Script: Ah, Techology!

Script: Ah, Techology!

Megan and Bob are close friends. Megan is really good with modern technology, but Bob is a bit of a technophobe! He's not very good at working things out when he gets a new piece of tech! But Megan is always there to help him and explain things.

Megan: It's quite simple really. Put the SD card into this adapter.

Bob: It won't fit. The slot's too big.

Megan: There are four slots in the adapter - each for a different type of card. Yours is a micro SD card. It will fit into one of them.

Bob: Oh, it goes into this one. Click!

Megan:  Now put the adapter into the USB slot ……. here.

Bob: I know where the USB slot is! I’m not that dim! What’s next?

Megan: Well, I think it would be a good idea to turn it on, don’t you?

Bob: Oh, very funny! Okay, what now?

Megan: You see this folder? Well if you click on it, it will open and you’ll see a list of all your photos.

Bob: Which are the ones I took yesterday at the beach?

Megan: I haven’t a clue! You will have to open the photos to see. Click on the first one.

Bob: It doesn’t open.

Megan: Double click. You only clicked once. Try again.

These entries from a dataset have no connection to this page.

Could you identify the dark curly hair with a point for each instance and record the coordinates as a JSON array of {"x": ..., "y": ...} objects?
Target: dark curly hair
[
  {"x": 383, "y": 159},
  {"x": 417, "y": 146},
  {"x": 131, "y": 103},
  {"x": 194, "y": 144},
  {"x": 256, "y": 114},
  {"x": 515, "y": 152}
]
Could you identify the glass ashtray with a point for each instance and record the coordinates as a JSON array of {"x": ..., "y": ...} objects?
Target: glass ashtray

Bob: Right. Oh, there we are! Brilliant! Oh, it’s upside down. You’re standing on your head, ha ha ha!

Megan: Click here to rotate the picture. Right, left, other way up.

Bob: That’s better.

Megan: You should name your photos and delete the ones you don’t want to keep. And you should also name the folder.

Bob: Good idea!

Megan: And you see this icon? It’s to eject the card adapter. You must press it before you actually remove the card or you might damage it.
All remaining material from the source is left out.